I was climbing and suffered a similar injury in the palm of each hand beneath my ring fingers. The injury felt like needle pricks and left a lump beneath the skin in each palm and tightness in the area beneath the lumps extending toward my wrists. I searched the internet, and my injury appears to be either a lumbrical tear or Dupuytren’s. What do you think? — John McPhersonit

Dupuytren’s disease is the most likely diagnosis and, along with that, some Viking heritage. Do you have a striking jawline, and high cheekbones? Given the description of your injury—a small lump and concurrent tightness— there is little else that it could be.

A multitude of risk factors, from bad habits—alcoholism and smoking—to diseases such as epilepsy and diabetes, some autoimmune conditions, and a strong genetic and Nordic hereditary influence make Dupuytren’s disease the most common connective tissue disorder in Caucasians.

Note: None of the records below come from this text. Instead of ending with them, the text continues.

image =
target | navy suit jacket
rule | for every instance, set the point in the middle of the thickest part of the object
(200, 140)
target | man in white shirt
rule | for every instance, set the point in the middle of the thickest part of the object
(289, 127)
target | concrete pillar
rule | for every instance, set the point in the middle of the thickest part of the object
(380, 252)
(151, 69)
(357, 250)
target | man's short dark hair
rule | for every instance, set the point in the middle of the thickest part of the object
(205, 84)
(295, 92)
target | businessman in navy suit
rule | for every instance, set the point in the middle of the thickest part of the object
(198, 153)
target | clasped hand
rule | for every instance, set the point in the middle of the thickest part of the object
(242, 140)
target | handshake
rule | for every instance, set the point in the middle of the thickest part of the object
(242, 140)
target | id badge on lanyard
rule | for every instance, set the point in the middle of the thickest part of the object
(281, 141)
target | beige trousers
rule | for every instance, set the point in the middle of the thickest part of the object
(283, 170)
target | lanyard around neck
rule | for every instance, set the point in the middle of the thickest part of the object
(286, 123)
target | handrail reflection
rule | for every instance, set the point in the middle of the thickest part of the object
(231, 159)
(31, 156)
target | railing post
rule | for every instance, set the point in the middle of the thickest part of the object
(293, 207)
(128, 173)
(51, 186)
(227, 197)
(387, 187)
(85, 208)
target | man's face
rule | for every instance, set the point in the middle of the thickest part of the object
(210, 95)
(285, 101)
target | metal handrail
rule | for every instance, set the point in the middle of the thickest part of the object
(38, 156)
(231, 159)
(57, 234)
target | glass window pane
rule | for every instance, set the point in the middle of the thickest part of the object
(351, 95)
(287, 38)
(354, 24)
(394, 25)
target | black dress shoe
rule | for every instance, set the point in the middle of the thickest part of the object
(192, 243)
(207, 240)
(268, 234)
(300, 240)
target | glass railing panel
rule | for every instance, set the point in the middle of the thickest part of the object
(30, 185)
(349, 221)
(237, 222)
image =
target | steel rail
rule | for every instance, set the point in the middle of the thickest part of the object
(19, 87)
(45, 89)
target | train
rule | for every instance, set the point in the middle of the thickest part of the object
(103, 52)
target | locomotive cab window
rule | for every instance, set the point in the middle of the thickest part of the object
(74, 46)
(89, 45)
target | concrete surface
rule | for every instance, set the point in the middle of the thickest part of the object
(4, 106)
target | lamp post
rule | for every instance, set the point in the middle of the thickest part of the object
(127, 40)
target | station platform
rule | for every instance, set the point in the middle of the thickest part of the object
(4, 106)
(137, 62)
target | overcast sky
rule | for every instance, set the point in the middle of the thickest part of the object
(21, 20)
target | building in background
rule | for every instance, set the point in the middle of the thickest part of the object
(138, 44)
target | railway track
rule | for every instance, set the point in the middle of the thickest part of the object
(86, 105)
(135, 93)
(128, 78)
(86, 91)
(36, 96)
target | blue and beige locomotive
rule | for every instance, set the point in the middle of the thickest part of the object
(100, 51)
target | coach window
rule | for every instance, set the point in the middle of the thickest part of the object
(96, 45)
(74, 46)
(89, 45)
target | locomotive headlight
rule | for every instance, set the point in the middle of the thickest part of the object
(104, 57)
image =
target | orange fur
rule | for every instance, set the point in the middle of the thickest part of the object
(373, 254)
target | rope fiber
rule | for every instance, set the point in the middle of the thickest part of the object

Dupuytren’s disease causes knots of tissue to form under the skin, such that a finger or fingers permanently contract, and is typically progressive and rarely resolves spontaneously. Though less common, simultaneous affliction in both hands such as you likely have does happen. Dupuytren’s may cause the affected finger to contract, and the degree of contracture and how the disease unfolds are impossible to forecast. Some people get a small contracture, and others get it to the point that the finger needs to be amputated just to get it out of the way!

As always, there are a bunch of shambolic treatments out there preying on the desperate and naive. The usual array of creams, supplements and gadgets are proffered over the web. None of them work anything more than your wallet.

You will intuitively want to stretch the finger, endeavoring to alleviate the mounting tension. Don’t. Studies suggest that stretching may actually aggravate and speed the contracture process.

Surgery, whereby the surgeon removes the diseased tissue and some extra, has been the go-to treatment for many decades. The rate of recurrence has many variables, such as which joint is affected and whether it has been surgically released in the past (there is a high rate of revision surgery). No one would argue, however, that the recurrence rate is somewhere between huge and massive, generally north of 50 percent.

There are less invasive techniques. Although the recurrence rate is similar, procedures like needle aponeurotomy are much cheaper, have fewer risks, have quicker recovery, and can be repeated at no extra anatomical cost should the disease reappear.



Although the palm is extremely complex, with many intrinsic muscles and tendons, climbing injuries affecting this area are relatively few. The primary difference between this disease and an injury around the base of the finger that might be confusing is how the pain started. Anything associated with an OMG moment is likely an acute injury and not Dupuytren’s disease. Assuming the pain starts slowly, chronic stress around the A1 pulley or the opening of the flexor sheath (known as tenovaginitis) are two possibilities, albeit they are less common than Dupuytren’s disease.

The defining difference is the presence of a nodule in the palm that is associated with reduced finger extension once the disease gets going. In its early stages, differentiating the disease from these options is more nuanced and requires a professional eye.